18

Chapter 25

Chapter 25


25

Somerset? Here? Now?” Eliza said.

“Yes,” Margaret said, in answer to all three. “He arrived this afternoon, apparently, and insisted upon waiting for your return.”

Eliza looked at Margaret, panicked. She had not expected him for a week more, and she had not at all readied herself. She had thought she would have more time.

“Do not panic,” Margaret said firmly. “He is not an ogre.”

But Eliza could feel her breath coming in sharp gasps. She could not see Somerset now. Not when her thoughts were so disarranged that she could believe she had left her mind there, with Melville, in the phaeton. She needed more time. She needed to think.

“What if—what if I see him, and realize I do not love him anymore?” Eliza whispered, pressing a trembling hand to her forehead.

What if Somerset saw her and realized exactly what Eliza had done?

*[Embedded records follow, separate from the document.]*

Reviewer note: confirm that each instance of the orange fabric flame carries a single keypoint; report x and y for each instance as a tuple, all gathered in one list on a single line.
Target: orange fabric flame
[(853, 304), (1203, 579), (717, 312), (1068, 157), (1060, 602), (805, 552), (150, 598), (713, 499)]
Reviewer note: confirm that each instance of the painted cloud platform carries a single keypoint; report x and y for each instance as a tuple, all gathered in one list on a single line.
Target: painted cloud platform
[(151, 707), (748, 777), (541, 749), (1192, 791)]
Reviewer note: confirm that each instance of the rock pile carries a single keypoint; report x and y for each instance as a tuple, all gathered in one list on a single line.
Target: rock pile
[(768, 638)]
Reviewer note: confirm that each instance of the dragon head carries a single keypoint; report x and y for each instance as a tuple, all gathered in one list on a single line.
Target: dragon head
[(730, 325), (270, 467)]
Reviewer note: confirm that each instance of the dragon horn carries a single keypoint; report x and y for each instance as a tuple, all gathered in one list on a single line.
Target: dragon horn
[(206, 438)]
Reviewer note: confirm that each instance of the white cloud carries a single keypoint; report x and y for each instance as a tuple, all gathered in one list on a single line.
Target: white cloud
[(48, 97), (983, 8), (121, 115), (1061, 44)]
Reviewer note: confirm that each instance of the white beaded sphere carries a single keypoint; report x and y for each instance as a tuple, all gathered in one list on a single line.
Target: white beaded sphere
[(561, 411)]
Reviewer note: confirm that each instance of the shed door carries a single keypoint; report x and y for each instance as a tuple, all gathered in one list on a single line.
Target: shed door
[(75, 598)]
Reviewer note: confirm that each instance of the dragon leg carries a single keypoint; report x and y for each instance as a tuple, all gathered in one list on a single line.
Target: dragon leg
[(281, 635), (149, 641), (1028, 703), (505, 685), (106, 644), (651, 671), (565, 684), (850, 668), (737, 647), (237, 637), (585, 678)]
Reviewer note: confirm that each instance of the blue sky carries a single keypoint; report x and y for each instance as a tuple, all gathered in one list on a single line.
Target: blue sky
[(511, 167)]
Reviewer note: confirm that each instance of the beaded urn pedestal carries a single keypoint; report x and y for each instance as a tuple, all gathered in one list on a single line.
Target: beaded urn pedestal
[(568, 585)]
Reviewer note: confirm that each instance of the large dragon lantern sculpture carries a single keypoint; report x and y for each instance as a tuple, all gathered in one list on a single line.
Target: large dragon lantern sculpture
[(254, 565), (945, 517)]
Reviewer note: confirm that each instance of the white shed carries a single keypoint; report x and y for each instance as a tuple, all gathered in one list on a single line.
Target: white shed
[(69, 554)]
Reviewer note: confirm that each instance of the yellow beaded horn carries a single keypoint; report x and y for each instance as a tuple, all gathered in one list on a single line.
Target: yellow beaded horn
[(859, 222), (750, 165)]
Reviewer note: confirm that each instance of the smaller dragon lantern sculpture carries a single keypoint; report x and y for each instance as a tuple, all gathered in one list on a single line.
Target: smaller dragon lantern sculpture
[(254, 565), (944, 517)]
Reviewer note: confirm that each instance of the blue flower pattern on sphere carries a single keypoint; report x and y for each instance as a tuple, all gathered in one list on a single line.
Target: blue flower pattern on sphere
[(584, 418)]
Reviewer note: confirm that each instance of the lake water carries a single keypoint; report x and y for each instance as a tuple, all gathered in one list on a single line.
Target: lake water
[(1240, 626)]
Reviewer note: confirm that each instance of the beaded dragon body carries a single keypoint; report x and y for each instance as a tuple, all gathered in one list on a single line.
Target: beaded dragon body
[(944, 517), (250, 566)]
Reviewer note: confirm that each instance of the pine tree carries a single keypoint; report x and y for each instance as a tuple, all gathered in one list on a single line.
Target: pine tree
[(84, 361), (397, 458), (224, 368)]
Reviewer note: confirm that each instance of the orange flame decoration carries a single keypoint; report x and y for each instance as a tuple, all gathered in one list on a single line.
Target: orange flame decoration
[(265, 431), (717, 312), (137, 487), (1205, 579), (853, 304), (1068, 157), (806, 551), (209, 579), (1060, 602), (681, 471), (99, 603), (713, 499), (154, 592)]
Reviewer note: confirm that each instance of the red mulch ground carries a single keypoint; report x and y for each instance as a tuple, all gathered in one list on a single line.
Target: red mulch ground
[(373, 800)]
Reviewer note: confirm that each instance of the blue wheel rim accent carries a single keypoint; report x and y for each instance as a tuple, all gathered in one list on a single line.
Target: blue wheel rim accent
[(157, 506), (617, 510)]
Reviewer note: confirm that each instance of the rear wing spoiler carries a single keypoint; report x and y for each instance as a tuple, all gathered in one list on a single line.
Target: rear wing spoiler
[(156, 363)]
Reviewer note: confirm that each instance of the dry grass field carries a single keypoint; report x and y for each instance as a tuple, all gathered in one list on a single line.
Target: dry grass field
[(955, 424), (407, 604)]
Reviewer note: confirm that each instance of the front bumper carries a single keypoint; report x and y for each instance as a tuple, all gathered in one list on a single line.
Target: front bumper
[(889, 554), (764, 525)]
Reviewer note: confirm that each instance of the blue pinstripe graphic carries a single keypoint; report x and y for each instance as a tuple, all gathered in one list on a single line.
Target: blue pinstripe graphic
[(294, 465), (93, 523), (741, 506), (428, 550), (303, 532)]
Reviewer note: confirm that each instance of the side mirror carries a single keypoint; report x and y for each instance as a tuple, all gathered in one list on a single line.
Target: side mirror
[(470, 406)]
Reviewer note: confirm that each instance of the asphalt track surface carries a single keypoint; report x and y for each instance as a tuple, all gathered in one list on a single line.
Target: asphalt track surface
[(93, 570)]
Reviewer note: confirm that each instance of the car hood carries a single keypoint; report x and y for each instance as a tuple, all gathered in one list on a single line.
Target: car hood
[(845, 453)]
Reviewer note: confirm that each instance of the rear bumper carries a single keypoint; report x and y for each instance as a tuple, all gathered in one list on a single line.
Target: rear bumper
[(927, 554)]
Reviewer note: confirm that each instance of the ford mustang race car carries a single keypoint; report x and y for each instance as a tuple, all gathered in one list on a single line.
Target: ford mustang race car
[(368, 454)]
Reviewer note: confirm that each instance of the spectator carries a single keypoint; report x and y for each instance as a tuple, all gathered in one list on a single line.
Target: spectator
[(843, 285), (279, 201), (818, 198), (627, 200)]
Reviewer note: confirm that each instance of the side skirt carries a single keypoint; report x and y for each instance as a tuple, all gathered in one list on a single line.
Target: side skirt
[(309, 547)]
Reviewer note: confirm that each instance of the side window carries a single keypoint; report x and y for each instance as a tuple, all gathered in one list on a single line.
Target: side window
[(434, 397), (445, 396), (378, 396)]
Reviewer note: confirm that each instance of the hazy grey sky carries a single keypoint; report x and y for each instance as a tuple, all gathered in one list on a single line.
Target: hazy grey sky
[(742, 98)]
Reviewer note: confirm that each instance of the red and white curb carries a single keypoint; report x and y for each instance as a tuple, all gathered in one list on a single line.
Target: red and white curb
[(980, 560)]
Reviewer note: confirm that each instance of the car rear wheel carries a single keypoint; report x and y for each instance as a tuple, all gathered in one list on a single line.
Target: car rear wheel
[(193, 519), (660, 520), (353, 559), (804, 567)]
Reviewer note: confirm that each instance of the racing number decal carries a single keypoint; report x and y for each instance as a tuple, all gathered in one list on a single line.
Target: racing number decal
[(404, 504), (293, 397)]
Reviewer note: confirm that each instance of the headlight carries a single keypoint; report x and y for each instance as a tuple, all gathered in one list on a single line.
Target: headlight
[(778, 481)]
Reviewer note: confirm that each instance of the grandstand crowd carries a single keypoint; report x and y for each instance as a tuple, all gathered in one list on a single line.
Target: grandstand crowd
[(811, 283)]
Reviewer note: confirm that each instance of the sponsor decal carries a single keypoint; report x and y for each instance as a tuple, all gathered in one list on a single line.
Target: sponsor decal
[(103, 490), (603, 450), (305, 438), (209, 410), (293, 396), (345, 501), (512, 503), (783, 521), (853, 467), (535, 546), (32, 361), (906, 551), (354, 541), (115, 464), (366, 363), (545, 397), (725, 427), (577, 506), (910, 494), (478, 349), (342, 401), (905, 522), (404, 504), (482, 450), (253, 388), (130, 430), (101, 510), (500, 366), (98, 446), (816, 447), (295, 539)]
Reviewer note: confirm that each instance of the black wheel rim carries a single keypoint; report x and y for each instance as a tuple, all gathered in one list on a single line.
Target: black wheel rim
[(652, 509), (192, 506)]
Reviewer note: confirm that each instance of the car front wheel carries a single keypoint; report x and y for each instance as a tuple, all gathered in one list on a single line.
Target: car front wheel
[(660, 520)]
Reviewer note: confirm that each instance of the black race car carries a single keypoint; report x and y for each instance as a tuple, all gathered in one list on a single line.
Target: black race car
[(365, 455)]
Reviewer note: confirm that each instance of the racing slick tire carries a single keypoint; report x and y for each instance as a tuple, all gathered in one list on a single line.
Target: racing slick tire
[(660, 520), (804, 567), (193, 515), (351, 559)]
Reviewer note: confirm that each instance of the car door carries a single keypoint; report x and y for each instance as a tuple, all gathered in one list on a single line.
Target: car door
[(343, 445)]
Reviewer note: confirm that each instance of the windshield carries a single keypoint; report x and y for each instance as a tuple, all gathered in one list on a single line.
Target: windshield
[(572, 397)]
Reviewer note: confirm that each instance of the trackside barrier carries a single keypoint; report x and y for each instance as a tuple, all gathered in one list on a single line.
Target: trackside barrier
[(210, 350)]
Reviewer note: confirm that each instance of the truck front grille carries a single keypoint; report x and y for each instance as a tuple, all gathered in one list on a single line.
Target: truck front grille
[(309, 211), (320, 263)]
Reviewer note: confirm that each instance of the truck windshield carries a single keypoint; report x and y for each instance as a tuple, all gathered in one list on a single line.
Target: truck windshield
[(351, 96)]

“Then we shall think of a way through,” Margaret said. “I promise.”

Eliza dithered, looking despairingly down at her sadly muddied skirts. Margaret gave her a gentle push in the direction of the stairs.

“Go now, before you lose your nerve,” she said. And Eliza went. She might once have tried to delay but Margaret was right. However awful this might be, if she did not go now, she would not have the courage to do it. She pushed open the door to the drawing room. He was standing in front of the fire, hands clasped behind his back, and there was a moment, when he turned around to face her—backlit by the flames and his face half in shadow—where the resemblance to his uncle was so strong that Eliza almost gasped. Then, her eyes adjusted. The resemblance vanished. And it was just Somerset standing there, a half-smile upon his face as he regarded her.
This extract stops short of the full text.